During fieldwork in May and June this year, I spoke with activists working in the many women’s movements and grassroots organizations in Medellin organized under the MESA DE TRABAJO DE MUJER DE MEDELLIN. All of the activists I interviewed described the situation of insecurity that many women experience in Medellin in both the private (e.g. the home) and the public spheres. Women tend to avoid certain public spaces (e.g. dirty areas, parks with little illumination) in the city because they are afraid of being harassed, beaten, or raped.

What contributes to women’s insecurity in Medellin?

According to the women’s movements and grassroots organizations, aside from patriarchy and machismo culture, state urban planning spatial policies -known as the Plan de Ordenamiento Territorial or POT- contribute to making the city unsafe for women. All municipalities in Colombia by mandate must have spatial planning policies. Furthermore, these spatial policies must be revised after some years. After revising Medellin’s POT, the MESA DE TRABAJO DE MUJER DE MEDELLIN observed that the urban planning spatial policies:

  • Were gender blind.
  • Did not address public security for women, only security in general. Thus, violence against women tends to be neglected.
  • Created a built environment unsafe for women.

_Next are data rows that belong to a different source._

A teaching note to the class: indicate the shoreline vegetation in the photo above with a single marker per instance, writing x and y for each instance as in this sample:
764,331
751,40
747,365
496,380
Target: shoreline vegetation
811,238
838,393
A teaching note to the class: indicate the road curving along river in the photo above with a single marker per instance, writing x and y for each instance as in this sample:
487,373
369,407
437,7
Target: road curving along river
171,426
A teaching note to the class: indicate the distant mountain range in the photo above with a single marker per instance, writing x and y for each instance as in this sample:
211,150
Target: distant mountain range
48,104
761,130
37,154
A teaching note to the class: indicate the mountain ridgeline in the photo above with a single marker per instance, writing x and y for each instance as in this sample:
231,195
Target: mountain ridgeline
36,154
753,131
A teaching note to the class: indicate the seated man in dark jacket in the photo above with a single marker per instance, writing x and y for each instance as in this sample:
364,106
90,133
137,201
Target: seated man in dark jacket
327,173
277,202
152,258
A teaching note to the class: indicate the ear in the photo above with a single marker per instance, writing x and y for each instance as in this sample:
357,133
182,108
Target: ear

During the revision of Medellin’s POT in 2014, the MESA DE TRABAJO DE MUJER DE MEDELLIN went to various participation spaces demanding state urban planners and practitioners the inclusion of a gender perspective. Here too, they encountered obstacles. For instance, some urban planning practitioners initially refused to include a gender perspective in the POT.

Today, Medellin’s POT includes the principle of a gender perspective. Despite this achievement in urban planning spatial policies, the MESA DE TRABAJO DE MUJER DE MEDELLIN pointed out that the gender perspective in the POT was still too abstract.

“This is the next step”, one activist told me, “turning the gender perspective in Medellin’s urban spatial policies into practices for a safer city for women”.